Ciara Sidell/Randall’s Island Park Alliance Urban Farm is a lifelong New Yorker, committed to growing food in educational spaces in NYC. Ciara has farmed at the Queens County Farm Museum, taught with City Growers on Brooklyn Grange’s rooftop farms, managed Harlem Grown’s network of growing spaces, and currently manages the Randall’s Island Park Alliance Urban Farm — an educational farm, designed completely with teaching and learning in mind. Ciara is endlessly interested in engaging folks in learning and discussion around the intersections of farming, justice, community, and the urban landscape. Recently, she completed Cornell Small Farm Program’s Community Mushroom Educator Training and has been incorporating mushroom cultivation into the farm on Randall’s Island. Outside of farming, she enjoys non-competitive team sports, and gets her adrenaline fix from biking on city streets.
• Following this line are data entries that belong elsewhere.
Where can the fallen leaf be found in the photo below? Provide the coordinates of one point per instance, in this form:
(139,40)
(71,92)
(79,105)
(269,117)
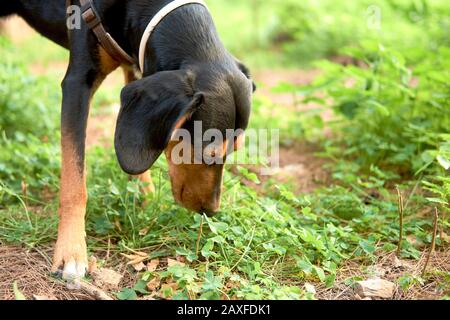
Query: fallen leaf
(154,284)
(106,278)
(172,262)
(139,266)
(152,265)
(375,288)
(144,231)
(92,265)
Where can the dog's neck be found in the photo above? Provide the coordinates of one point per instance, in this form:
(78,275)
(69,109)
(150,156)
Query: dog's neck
(186,36)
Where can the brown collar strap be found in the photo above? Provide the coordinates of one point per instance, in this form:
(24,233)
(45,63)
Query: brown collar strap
(93,21)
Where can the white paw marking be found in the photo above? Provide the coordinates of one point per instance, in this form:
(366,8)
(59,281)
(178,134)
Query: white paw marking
(74,270)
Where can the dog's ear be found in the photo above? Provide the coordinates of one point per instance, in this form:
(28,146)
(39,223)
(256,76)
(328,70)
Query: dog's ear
(246,71)
(151,109)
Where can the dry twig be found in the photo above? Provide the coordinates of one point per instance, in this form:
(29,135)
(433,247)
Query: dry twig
(433,240)
(400,211)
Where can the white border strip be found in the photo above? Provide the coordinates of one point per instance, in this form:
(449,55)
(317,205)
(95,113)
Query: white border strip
(156,20)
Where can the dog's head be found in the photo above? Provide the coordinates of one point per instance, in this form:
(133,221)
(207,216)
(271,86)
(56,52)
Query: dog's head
(157,107)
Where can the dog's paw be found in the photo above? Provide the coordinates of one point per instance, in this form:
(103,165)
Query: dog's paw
(70,258)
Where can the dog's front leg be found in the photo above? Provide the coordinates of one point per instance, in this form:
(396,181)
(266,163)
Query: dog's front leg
(82,78)
(70,250)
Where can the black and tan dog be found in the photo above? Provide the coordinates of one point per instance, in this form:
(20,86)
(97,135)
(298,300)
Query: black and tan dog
(189,76)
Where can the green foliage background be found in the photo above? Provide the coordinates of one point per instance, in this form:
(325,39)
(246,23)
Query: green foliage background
(391,127)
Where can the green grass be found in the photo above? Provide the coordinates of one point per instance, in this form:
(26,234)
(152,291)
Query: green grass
(266,243)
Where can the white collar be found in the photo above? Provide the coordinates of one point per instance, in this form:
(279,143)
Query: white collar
(156,20)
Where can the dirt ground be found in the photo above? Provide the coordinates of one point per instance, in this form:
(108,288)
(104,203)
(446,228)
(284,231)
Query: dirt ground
(30,269)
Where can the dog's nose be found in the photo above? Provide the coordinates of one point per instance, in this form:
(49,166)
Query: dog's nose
(208,212)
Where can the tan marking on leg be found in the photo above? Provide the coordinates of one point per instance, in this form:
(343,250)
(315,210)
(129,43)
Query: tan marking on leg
(71,243)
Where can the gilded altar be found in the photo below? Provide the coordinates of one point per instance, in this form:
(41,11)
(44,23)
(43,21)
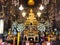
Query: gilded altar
(31,32)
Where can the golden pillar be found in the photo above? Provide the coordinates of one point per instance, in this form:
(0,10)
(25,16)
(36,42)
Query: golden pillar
(18,38)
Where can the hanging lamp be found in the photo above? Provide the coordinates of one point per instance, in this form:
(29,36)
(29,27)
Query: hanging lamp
(21,7)
(31,2)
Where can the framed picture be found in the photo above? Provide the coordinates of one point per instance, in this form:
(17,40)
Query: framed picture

Sneha Ganguly, NYMS Community Outreach Coordinator + Sigrid Jakob, NYMS President

Introducing: the NYMS Slack workspace

NYMS has well over a thousand members and we’ve heard from many of you that you’d like to exchange information or plan activites with other members.

As an experiment we have created a NYMS workspace on Slack with a number of channels that make it easy to share questions, thoughts and experiences, or to organize your own activities.
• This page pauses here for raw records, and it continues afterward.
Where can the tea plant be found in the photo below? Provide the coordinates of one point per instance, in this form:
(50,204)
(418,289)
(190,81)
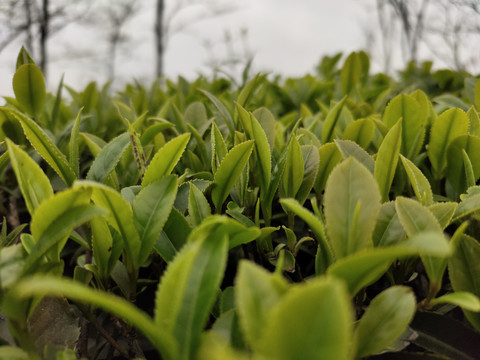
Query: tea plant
(325,217)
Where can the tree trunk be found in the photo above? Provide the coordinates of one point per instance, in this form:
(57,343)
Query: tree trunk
(44,36)
(159,37)
(28,25)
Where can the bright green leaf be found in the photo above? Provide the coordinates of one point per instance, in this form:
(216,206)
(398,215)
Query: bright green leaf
(386,318)
(229,171)
(313,320)
(165,159)
(387,159)
(33,182)
(352,203)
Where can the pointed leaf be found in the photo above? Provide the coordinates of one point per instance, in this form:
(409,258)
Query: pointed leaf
(388,228)
(256,292)
(108,158)
(386,318)
(312,321)
(151,209)
(330,156)
(45,147)
(367,266)
(350,149)
(448,126)
(413,123)
(73,156)
(419,182)
(325,256)
(165,159)
(44,285)
(33,182)
(360,131)
(229,171)
(387,159)
(469,144)
(119,216)
(331,121)
(29,88)
(464,270)
(198,207)
(311,160)
(294,170)
(188,289)
(352,203)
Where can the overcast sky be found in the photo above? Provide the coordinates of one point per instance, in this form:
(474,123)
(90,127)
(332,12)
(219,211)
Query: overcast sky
(285,37)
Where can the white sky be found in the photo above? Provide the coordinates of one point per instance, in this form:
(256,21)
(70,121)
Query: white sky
(286,37)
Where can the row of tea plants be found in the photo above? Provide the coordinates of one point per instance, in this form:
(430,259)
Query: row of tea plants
(333,216)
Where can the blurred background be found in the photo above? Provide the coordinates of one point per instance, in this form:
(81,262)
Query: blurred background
(128,40)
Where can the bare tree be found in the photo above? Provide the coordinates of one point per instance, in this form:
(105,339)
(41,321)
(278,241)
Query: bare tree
(118,14)
(444,28)
(169,21)
(37,21)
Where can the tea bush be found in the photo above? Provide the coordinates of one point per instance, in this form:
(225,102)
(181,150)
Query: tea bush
(332,216)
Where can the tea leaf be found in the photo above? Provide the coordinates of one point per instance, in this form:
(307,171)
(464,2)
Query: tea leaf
(187,291)
(45,285)
(165,159)
(443,212)
(388,229)
(268,123)
(325,256)
(256,292)
(108,158)
(293,173)
(14,353)
(467,206)
(219,148)
(448,126)
(198,207)
(367,266)
(312,321)
(352,203)
(350,149)
(262,152)
(120,216)
(386,318)
(351,73)
(55,219)
(360,131)
(474,121)
(419,182)
(33,182)
(416,218)
(29,88)
(45,147)
(408,109)
(464,270)
(387,159)
(229,171)
(151,209)
(103,248)
(329,158)
(331,120)
(310,160)
(457,170)
(465,300)
(222,110)
(73,156)
(23,58)
(445,336)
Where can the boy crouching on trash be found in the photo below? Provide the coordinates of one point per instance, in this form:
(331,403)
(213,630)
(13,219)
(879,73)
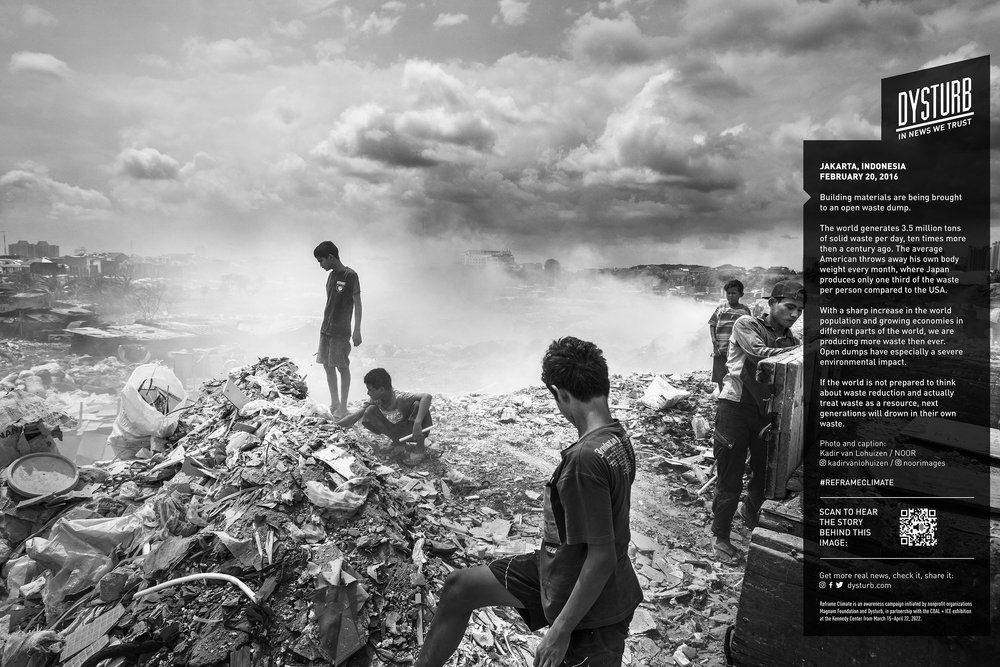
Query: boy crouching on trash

The channels are as follows but we’re very open to creating other channels if there’s interest

Car pooling

It’s an experiment – we need you to get it going but we promise to respond to respond to all questions, and are very open to your ideas and feedback.
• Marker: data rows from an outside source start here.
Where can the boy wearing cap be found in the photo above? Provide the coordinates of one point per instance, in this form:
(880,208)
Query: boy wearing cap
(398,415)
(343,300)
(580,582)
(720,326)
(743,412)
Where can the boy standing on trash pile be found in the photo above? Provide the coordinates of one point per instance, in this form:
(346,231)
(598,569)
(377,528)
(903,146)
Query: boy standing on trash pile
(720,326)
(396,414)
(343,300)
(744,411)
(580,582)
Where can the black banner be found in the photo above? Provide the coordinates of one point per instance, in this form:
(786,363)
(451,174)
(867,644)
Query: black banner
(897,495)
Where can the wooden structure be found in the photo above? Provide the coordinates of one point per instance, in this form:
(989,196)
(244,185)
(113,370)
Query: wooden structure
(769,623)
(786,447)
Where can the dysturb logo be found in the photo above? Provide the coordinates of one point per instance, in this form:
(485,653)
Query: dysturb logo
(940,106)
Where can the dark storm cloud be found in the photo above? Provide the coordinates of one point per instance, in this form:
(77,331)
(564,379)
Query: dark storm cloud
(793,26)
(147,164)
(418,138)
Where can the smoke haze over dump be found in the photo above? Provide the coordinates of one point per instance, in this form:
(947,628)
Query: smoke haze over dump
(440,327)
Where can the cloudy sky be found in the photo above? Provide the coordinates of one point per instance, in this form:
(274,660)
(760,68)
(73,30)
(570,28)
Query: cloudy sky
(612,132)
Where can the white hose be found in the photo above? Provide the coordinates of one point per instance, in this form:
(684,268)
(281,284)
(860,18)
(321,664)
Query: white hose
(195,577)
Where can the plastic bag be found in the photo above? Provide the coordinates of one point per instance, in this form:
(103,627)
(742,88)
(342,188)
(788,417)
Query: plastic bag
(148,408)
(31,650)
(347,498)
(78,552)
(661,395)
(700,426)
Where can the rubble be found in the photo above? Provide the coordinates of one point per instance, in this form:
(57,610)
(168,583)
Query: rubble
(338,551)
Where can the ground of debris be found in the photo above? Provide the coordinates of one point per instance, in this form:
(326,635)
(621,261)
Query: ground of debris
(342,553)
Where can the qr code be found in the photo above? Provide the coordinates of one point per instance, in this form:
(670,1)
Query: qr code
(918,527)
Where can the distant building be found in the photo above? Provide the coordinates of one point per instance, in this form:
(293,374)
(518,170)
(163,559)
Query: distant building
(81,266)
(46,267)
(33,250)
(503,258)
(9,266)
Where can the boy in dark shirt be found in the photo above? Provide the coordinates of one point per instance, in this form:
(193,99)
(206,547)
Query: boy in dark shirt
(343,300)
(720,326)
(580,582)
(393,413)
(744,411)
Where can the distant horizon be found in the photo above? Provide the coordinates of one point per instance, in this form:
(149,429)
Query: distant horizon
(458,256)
NYMS new membership system now live!

We’re excited to announce that we finally have a 21st Century automated membership system. Why is this such a big deal? After all, the club has done fine for the last 60 years entering names into a ledger, or, more recently, into a spreadsheet.

This method worked fine back in the day when the club had 200 or 300 members but in the last couple of years the Club’s membership has ballooned (or dare I say, mushroomed) to over 1,500 members. Data entry and membership management fell to our Secretary and Treasurer, both of whom spent many hours every week trying to keep pace with the flood of applications. A frustrating and thankless task for our officers, and sometimes a frustrating experience for members who didn’t always get an immediate response or confirmation.

But all that has changed. Thanks to the work of Elan Trybuch, our new Secretary, who also happens to be an experienced software engineer, we now have an automated system that makes onboarding members a breeze. For our members, it bring a whole basket of new benefits:

  • Membership applications are confirmed the moment the $20 membership dues hit our PayPal, triggering a welcome email with lots of info and useful resources.
  • Members can now manage their membership themselves, changing their address, adding social media handles and even add a household member for free.
  • Once logged on, they have access to members-only content like information on walks, and ID sessions as well as lecture recordings. This makes it easy to stay on top of the many events that NYMS organizes year-round.
  • Memberships are now for 365 days instead of just to the end of the calendar year.
  • We will now be sending out reminder emails when memberships are about to expire, so no more accidental unenrollments or lapsed memberships!

Best of all for our team, we can now focus on the fun stuff, and spend more time in the forest and less time in front of our computers.

We thank our members for their patience while we were piloting the system and hope you enjoy the new benefits as much as we do.